2. Localized neurofibroma: Occurs in young- to middle-aged adults with the slow development of orbital signs. Eyelid infiltration results in an S-shaped upper eyelid. Some have neurofibromatosis type I, but most do not.

3. SPA or spontaneous hematoma: See 7.3.2, Subperiosteal Abscess.

4. Dermoid cyst: See 7.4.1, Orbital Tumors in Children.

5. Others: Tumors of the lacrimal gland (pleomorphic adenoma [well circumscribed], adenoid cystic carcinoma [ACC] [variably circumscribed with adjacent bone destruction]), sphenoid wing meningioma (commonly occurring in middle-aged females and a cause of compressive optic neuropathy), secondary tumors extending from the brain or paranasal sinuses, primary osseous tumors, and vascular lesions (e.g., varix and arteriovenous malformation including CCF).

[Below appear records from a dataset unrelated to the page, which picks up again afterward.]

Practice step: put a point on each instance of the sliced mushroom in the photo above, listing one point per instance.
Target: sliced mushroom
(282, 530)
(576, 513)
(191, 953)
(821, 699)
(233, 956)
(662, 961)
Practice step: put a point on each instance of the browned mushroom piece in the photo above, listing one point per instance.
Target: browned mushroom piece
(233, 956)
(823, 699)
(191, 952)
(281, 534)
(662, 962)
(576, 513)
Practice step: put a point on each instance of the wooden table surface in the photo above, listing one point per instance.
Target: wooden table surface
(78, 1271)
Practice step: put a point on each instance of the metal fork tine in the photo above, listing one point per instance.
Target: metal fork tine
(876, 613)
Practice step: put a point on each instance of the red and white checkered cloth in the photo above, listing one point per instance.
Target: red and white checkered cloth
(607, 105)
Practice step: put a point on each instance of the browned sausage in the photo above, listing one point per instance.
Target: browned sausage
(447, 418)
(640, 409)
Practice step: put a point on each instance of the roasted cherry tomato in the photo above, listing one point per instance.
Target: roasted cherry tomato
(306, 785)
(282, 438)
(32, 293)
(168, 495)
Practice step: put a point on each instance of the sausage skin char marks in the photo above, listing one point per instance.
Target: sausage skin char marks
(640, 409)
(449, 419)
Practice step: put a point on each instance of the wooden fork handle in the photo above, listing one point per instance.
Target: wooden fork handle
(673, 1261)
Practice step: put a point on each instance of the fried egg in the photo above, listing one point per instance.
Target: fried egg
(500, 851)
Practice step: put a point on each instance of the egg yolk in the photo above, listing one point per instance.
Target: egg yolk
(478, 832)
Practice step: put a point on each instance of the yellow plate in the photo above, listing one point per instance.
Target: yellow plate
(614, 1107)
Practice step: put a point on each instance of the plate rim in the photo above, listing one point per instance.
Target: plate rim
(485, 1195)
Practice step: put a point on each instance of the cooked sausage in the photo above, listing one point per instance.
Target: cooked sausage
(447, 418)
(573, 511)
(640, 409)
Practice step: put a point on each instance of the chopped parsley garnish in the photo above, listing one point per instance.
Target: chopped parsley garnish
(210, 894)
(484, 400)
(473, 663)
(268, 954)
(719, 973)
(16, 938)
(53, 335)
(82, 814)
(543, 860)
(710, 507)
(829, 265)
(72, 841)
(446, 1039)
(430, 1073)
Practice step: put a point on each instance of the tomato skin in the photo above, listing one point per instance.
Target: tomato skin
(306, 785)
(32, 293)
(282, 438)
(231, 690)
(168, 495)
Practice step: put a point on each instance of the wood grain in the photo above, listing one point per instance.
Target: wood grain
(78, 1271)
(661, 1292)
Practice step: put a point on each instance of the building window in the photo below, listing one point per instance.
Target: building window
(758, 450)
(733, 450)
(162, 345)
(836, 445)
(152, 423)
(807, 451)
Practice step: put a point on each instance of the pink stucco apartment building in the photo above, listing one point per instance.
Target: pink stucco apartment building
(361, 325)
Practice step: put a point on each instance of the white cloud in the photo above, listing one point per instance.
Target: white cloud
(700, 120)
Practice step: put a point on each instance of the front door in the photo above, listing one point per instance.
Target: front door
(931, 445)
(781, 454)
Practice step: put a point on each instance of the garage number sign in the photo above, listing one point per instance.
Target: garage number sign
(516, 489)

 Intraconal or extraconal:

1. Lymphoproliferative disease (lymphoid hyperplasia and lymphoma): More commonly extraconal. About 50% are well circumscribed on imaging, and 50% are infiltrative. Ocular adnexal lymphoma is typically of the non-Hodgkin B-cell type (NHL), and about 75% to 85% follow an indolent course (extranodal marginal zone lymphoma [EMZL] or mucosa-associated lymphoid tissue lymphoma, grade I or II follicular cell lymphoma, and chronic lymphocytic leukemia [small cell lymphoma]). The remainder are aggressive lesions (diffuse large B-cell lymphoma and mantle cell lymphoma, among others). May occur at any adult age; orbital NHL is rare in children. Slow onset and progression unless there is an aggressive subtype. Pain may occur in up to 25% of orbital NHL. Typically develops superiorly in the anterior aspect of the orbit, with about 50% occurring in the lacrimal gland. May be accompanied by a subconjunctival salmon-colored lesion. Most orbital NHL (especially if indolent subtype) occurs without evidence of systemic lymphoma (Stage IE). Orbital NHL may be confused with IOIS, especially when it presents more acutely with pain. Note that NHL frequently responds dramatically to systemic corticosteroids, as does IOIS.

2. Metastases: Usually occurs in middle-aged to elderly people with a variable onset of orbital signs. Common primary sources include the breast (most common in women), lung (most common in men), and genitourinary tract (especially prostate). Twenty percent of orbital breast cancer metastases are bilateral and frequently involve extraocular muscles. Enophthalmos (not proptosis) may be seen with scirrhous breast carcinoma. Metastatic prostate adenocarcinoma has a propensity for bone and often involves the zygoma or greater sphenoid wing. Note that uveal metastases are far more common than orbital lesions by a 10 to 1 ratio.

3. Others: Mesenchymal tumors and other malignancies.


1. History: Determine the age of onset and rate of progression. Headache or chronic sinusitis? History of cancer? Trauma (e.g., mucocele, hematocele, orbital foreign body, or ruptured dermoid)? Classic lymphoma symptoms including fever, night sweats, or unintentional weight loss.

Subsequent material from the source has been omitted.